Last modified: 2014-11-17 10:34:48 UTC

Wikimedia Bugzilla is closed!

Wikimedia migrated from Bugzilla to Phabricator. Bug reports are handled in Wikimedia Phabricator.
This static website is read-only and for historical purposes. It is not possible to log in and except for displaying bug reports and their history, links might be broken. See T26529, the corresponding Phabricator task for complete and up-to-date bug report information.
Bug 24529 - Incrementally remove support for HTML elements removed from or deprecated in HTML5
Incrementally remove support for HTML elements removed from or deprecated in ...
Status: NEW
Product: MediaWiki
Classification: Unclassified
Parser (Other open bugs)
unspecified
All All
: Low enhancement with 3 votes (vote)
: ---
Assigned To: Nobody - You can work on this!
:
Depends on:
Blocks: html
  Show dependency treegraph
 
Reported: 2010-07-24 16:46 UTC by S. McCandlish
Modified: 2014-11-17 10:34 UTC (History)
11 users (show)

See Also:
Web browser: ---
Mobile Platform: ---
Assignee Huggle Beta Tester: ---


Attachments

Description S. McCandlish 2010-07-24 16:46:49 UTC
Support for the HTML elements tt, s, strike and u should be removed.  Initially, they should be deprecated in the MW major wiki (Wikipedia, Wiktionary) documentation. Second, they should be replaced on the fly with font-styled spans by the MW engine before reaching the user agent. Third, they should eventually not be supported at all, after wider adoption of HTML5.
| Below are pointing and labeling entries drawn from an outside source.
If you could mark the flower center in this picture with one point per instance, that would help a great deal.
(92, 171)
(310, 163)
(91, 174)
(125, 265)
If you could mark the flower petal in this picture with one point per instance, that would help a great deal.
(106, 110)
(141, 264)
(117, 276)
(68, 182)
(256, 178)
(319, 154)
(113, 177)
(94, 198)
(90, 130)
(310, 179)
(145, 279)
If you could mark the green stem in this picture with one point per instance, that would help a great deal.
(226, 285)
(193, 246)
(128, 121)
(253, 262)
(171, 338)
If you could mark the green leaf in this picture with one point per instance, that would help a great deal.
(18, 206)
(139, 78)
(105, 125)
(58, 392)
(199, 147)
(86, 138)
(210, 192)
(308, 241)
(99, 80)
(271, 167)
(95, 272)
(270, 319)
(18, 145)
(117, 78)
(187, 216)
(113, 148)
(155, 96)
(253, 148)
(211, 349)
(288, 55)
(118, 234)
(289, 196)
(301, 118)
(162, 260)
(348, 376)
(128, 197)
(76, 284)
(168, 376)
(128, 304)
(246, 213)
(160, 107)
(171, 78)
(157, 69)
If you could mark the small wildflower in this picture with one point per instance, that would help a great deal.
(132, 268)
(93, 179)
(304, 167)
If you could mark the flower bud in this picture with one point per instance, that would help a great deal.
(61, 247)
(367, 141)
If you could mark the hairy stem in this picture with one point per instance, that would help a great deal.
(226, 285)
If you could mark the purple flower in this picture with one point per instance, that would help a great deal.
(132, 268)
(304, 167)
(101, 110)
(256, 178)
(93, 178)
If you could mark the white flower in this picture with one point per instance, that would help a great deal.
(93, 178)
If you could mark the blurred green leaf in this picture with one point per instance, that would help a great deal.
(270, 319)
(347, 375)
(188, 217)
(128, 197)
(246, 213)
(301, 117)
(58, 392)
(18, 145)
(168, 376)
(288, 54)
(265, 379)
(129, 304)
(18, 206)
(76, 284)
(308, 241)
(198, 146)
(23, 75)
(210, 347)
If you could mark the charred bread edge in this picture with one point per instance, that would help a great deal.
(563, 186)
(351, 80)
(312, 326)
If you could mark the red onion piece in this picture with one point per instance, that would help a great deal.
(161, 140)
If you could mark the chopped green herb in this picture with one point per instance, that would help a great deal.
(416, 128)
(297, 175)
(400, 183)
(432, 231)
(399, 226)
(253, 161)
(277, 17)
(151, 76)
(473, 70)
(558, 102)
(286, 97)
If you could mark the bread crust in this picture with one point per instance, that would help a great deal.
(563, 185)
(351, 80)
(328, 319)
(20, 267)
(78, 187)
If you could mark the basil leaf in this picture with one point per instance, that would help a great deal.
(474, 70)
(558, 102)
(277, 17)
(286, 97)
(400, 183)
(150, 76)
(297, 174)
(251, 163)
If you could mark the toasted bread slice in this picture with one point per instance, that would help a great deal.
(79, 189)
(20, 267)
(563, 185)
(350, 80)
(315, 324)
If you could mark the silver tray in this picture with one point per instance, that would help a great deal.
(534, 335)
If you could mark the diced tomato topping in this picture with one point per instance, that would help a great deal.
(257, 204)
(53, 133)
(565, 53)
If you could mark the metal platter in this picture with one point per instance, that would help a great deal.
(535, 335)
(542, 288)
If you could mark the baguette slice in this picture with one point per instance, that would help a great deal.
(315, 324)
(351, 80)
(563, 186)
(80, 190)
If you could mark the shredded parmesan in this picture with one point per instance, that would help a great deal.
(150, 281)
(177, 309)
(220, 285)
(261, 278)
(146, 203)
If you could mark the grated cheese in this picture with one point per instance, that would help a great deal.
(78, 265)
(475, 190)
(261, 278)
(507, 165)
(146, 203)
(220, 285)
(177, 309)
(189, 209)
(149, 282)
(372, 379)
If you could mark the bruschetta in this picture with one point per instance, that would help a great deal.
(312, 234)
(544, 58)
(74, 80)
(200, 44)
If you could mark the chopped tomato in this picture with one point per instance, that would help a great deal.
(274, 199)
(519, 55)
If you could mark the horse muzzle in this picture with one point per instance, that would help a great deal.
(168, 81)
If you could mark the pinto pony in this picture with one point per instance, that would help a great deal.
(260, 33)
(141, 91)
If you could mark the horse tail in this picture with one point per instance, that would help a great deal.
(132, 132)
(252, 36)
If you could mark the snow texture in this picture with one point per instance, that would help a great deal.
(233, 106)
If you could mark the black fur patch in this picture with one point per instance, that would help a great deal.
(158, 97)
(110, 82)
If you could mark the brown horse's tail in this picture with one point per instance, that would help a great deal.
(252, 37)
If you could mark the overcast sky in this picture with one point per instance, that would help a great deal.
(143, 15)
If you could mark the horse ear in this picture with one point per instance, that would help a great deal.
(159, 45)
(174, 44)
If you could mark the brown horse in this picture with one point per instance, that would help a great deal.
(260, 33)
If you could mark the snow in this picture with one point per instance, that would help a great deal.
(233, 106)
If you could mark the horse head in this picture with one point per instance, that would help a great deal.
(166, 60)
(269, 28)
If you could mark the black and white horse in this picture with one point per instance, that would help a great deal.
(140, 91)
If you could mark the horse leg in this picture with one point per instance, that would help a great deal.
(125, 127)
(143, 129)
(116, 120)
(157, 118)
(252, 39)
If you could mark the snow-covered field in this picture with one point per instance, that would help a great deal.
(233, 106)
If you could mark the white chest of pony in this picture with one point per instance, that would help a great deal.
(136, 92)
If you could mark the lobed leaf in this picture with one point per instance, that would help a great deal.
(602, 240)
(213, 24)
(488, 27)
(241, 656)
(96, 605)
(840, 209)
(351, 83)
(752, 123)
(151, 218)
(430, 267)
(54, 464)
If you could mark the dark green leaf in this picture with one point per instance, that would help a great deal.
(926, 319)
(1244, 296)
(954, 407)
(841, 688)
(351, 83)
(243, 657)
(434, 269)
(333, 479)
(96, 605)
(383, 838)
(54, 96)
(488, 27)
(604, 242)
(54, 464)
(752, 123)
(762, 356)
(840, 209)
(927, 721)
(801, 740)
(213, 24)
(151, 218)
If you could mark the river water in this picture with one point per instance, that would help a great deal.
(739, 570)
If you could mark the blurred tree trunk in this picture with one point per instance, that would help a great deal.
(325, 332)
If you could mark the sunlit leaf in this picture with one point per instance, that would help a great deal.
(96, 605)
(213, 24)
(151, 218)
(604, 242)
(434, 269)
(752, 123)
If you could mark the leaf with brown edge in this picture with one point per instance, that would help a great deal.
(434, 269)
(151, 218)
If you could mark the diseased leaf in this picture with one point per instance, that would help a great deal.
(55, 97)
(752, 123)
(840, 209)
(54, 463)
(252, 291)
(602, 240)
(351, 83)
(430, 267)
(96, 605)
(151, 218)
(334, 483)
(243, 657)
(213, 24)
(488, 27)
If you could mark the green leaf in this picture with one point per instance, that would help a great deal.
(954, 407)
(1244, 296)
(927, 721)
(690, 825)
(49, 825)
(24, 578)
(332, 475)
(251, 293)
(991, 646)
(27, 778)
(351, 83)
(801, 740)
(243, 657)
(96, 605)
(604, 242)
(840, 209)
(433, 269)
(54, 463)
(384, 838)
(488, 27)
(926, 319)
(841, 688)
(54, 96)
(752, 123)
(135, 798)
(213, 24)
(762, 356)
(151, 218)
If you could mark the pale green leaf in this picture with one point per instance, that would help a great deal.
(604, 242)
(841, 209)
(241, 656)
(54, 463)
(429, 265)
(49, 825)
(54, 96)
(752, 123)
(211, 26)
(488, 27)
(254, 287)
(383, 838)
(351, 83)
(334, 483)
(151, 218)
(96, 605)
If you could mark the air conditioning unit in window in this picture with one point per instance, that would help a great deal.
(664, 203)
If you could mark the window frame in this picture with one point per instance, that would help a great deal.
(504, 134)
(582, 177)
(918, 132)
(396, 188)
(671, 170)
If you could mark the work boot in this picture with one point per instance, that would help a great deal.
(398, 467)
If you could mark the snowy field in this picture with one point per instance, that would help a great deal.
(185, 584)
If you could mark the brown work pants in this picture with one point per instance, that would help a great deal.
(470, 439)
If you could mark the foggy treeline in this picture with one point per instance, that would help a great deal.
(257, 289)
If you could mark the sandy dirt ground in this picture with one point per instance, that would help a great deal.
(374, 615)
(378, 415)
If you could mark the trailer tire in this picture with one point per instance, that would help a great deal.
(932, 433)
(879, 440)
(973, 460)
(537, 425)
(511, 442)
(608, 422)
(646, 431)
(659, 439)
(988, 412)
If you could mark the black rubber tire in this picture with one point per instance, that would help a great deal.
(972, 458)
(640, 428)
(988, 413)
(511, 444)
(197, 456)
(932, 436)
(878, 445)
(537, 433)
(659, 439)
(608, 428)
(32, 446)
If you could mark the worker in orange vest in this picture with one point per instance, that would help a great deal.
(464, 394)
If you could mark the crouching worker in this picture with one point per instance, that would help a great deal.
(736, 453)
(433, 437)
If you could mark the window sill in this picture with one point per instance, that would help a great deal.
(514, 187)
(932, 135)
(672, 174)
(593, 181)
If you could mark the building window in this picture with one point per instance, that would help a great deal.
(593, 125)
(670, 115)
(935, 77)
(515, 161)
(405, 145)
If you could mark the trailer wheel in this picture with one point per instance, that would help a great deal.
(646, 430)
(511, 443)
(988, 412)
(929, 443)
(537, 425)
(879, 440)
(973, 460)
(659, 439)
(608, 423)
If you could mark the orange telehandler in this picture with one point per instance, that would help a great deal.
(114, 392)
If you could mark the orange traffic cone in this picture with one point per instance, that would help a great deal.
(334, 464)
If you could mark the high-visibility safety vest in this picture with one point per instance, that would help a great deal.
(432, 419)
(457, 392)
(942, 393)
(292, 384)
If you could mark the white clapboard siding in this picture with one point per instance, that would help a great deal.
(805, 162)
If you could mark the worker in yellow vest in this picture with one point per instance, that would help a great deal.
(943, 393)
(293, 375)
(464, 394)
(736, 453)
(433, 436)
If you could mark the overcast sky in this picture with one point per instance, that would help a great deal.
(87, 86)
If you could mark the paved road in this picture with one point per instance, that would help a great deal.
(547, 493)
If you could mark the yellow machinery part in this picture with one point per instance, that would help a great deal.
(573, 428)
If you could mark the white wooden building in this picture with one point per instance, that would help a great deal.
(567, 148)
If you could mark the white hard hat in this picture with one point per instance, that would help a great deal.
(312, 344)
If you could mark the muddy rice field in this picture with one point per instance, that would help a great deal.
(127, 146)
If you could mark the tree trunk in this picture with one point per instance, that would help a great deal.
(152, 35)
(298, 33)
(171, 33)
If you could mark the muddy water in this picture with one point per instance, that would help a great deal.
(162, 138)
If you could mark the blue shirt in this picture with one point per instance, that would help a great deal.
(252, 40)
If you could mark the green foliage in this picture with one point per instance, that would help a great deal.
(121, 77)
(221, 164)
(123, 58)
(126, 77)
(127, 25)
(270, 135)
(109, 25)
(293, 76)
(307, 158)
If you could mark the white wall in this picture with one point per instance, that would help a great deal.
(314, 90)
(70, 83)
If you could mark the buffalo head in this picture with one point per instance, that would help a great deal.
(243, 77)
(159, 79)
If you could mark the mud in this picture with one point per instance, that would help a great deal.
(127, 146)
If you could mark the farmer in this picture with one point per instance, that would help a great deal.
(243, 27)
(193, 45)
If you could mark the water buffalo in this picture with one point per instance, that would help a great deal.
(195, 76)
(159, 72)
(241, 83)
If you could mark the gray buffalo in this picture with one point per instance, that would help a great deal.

Previous discussion on the topic (with new material added at end), centralized here:

--- Bug #671 Comment #27 from SMcCandlish <smccandlish@gmail.com> 2008-09-19 21:34:22 UTC ---
We should also be aware that the tt, s, strike, and u elements are also going to be removed from XHTML 2 and HTML 5.  The time is probably NOW to start weaning people off of them, though of course they shouldn't simply be deleted from MediaWiki support just yet. It would be good if these were replaced on-the-fly with styled <span>s, though (meanwhile, <i>/'' and <b>/''' should be left alone, as HTML 5 redefines them more narrowly and they will continue to be
used).

--- Bug #671 Comment #41 from SMcCandlish <smccandlish@gmail.com> 2010-07-22 01:29:44 UTC   ---
[We] will ultimately need to ... get rid of support for the tt element entirely, which doesn't exist in HTML 5. Here's a good discussion of this issue (more broadly than wiki), and Googling about it turns up more:

http://lists.whatwg.org/htdig.cgi/help-whatwg.org/2009-April/000233.html

Salient quote:

Ian Hickson, Wednesday, 29 April 2009 6:44 AM:
> On Tue, 28 Apr 2009, Jim Garrison wrote:
>> I am trying to figure out the best way to replace the tt element as I
>> migrate to HTML5.
> 
> Are you using tt to mark up computer code, variables, sample computer 
> output, user input, for emphasis, to give a span of text in an alternate 
> voice or mood, a span of text to be stylistically offset from the normal 
> prose without conveying any extra importance, or something else?

This question must be asked every time a tt element is replaced (manually or
via AWB or whatever), and they WILL need to ultimately be replaced over the next
couple of years.

--- Bug #671 Comment #43 here from Aryeh Gregor <Simetrical+wikibugs@gmail.com> 2010-07-22 17:24:10 UTC (In reply to comment #41) --- 
> [The tt element] exists in HTML5.  It's just classified as obsolete
> presentational markup, and is not valid

Noted; thanks. HTML5 keeps changing and I stopped trying to track it all quite some time ago.  Being mentioned in the standard as *invalid* presentational markup is effectively the same thing as being "not in" the standard, however.  And it doesn't change my point about the tt element: The last thing we want is for WP and other wikis' content, whether served by those wikis or repurposed elsewhere, to fail validation out of laziness and cruft.  MW's tt still has to go, at least in the long run.

> We cannot remove
> support for [tt] from MediaWiki without a migration path
> to convert all existing markup somehow.  But this is a totally separate bug.

No argument from me on either observation. My point is that unless this *is* opened as a bug, it's highly unlikely that any such migration path will be devised (although it would be a near-trivial one anyway; a simple bot could convert these into a styled span, ignoring instances inside pre, nowiki and angle brackets coded as numeric or named character entity references.  A new bug for this one should not be set to RESOLVED LATER or no one will do anything to start migrating away from the dead markup. 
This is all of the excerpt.